Summarize Tables with Custom Prompts

Vectara supports table summarization using LLMs during document upload. This lets you define custom prompt templates that control how the LLM interprets and summarizes table data during extraction. By customizing the prompt_template, you can tailor summaries for domain-specific language, analytical perspectives, or formatting preferences.

The summarization engine supports OpenAI-compatible models (for example, gpt-4o) and is configured through the table_extraction_config parameter. This configuration also lets you specify model parameters like temperature and token limits.

Prompt templates use Apache Velocity syntax and have access to structured table data via these built-in variables:

  • $vectaraTable: The root object representing the extracted table.
  • $vectaraTable.title(): The title of the table.
  • $vectaraTable.description(): A description or summary of the table data.
  • $vectaraTable.json(): The table contents as a JSON object.
  • $vectaraTable.markdown(): The table contents in Markdown format.

Leverage $vectaraTable.markdown() for LLM-friendly formatting and $vectaraTable.json() if you want precise structured access to table contents. You can define role-based prompt structures (system and user roles) in JSON format to match OpenAI-style chat templates.

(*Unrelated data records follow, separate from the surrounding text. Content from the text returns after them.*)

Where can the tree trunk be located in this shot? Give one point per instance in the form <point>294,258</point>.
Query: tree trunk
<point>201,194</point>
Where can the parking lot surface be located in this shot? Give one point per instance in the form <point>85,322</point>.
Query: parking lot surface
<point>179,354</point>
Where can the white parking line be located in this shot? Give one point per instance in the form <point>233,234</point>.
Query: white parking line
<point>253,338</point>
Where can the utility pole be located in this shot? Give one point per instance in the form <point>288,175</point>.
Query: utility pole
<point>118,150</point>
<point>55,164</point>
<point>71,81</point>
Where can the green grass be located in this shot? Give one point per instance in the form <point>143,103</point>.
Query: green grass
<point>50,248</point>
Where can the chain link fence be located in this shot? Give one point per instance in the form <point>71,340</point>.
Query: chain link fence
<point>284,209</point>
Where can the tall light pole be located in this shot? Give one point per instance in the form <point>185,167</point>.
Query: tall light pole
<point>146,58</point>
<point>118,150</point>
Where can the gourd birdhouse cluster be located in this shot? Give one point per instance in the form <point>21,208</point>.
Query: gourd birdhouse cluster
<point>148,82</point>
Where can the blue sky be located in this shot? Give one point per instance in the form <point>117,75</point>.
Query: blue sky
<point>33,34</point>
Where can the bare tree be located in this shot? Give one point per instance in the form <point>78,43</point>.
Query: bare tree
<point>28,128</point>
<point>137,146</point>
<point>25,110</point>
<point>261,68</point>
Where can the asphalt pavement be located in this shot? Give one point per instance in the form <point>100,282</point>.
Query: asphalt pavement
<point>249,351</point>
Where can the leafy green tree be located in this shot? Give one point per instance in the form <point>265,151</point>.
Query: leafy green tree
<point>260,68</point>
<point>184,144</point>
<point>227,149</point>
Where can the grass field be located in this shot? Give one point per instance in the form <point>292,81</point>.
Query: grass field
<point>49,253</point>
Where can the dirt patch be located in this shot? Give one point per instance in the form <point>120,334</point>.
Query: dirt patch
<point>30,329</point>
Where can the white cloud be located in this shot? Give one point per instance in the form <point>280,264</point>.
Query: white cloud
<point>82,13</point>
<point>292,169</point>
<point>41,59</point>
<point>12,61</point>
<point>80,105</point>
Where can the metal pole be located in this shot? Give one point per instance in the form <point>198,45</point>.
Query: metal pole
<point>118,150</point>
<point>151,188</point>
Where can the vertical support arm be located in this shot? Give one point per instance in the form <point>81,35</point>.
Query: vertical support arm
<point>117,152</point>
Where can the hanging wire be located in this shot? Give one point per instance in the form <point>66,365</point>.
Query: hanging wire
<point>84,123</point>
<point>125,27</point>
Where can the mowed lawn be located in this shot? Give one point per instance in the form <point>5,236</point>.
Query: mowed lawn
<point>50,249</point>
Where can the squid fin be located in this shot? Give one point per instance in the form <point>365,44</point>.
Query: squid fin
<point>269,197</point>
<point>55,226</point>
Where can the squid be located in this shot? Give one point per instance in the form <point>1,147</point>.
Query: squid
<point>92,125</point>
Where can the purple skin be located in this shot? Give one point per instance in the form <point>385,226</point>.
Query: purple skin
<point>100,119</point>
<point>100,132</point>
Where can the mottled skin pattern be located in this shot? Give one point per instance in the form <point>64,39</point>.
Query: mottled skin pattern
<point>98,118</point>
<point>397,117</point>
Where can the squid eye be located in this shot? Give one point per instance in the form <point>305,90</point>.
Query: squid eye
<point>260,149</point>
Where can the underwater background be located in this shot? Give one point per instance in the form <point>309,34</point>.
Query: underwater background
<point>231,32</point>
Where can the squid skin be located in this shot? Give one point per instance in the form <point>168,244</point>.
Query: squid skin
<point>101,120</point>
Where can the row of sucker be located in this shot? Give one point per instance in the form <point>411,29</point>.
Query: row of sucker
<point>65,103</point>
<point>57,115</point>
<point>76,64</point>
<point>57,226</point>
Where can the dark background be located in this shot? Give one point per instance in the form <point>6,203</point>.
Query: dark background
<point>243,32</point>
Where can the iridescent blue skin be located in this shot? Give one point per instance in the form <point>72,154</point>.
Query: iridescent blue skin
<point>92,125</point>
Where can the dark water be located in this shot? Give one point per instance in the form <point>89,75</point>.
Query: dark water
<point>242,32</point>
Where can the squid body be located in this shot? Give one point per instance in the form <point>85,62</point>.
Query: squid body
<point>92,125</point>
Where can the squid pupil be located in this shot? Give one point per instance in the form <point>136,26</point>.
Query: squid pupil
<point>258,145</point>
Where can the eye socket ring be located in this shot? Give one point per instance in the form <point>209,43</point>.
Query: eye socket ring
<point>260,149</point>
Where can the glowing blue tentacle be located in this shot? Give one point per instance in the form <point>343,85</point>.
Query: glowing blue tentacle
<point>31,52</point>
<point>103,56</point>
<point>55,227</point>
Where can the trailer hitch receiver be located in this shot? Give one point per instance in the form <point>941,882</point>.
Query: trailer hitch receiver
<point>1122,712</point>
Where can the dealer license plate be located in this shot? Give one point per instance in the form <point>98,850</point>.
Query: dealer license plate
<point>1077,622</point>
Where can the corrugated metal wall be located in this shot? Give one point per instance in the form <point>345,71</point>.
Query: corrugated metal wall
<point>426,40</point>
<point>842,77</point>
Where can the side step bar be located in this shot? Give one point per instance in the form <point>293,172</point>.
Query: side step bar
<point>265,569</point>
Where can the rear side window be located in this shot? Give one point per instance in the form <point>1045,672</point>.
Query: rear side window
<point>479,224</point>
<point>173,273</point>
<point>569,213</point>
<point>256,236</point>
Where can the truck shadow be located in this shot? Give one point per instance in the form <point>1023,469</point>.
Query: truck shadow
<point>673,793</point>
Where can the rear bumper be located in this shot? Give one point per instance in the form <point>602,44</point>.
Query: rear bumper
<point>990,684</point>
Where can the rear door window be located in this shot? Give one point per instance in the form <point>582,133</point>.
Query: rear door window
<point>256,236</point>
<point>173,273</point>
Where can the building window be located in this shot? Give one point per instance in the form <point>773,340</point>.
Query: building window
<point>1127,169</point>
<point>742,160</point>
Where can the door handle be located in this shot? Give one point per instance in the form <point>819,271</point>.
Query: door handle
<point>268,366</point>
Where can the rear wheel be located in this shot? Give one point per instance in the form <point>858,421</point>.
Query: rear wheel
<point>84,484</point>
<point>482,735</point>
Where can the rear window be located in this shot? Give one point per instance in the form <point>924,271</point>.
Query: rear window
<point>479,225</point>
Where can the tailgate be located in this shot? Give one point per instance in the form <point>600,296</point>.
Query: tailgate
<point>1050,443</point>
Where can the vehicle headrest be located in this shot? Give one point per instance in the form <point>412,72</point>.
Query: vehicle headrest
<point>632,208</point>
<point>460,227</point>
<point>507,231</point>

Enable table extraction and custom summarization

To enable table extraction and custom summarization, pass the table_extraction_config in the multipart form data of your upload request.

{
"extract_tables": true,
"extractor": {
"name": "gmft"
},
"generation": {
"llm_name": "gpt-4o-mini",
"prompt_template": "Adopt the perspective of a data analyst and summarize the table below:\n\n$vectaraTable.markdown()",
"model_parameters": {
"temperature": 0.7,
"max_tokens": 1024
}
}
}
  • The gmft extractor extracts table data.
  • The gpt-4o-mini model is used for summarization.
  • The prompt_template uses Velocity to refer to the table in markdown format.
  • The model_parameters customize the generation behavior (creativity and response length).

Example curl request

You can either pass the configuration inline or via a JSON file. Inline JSON is a cleaner option for single-use or dynamic configs. Using a config file for table_extraction_config can be helpful if you plan to upload multiple files using the same config. You must include the type=application/json suffix when setting the -F parameter—otherwise, the content may not parse correctly.

Inline JSON example

Inline JSON is a cleaner option for single-use or dynamic configs.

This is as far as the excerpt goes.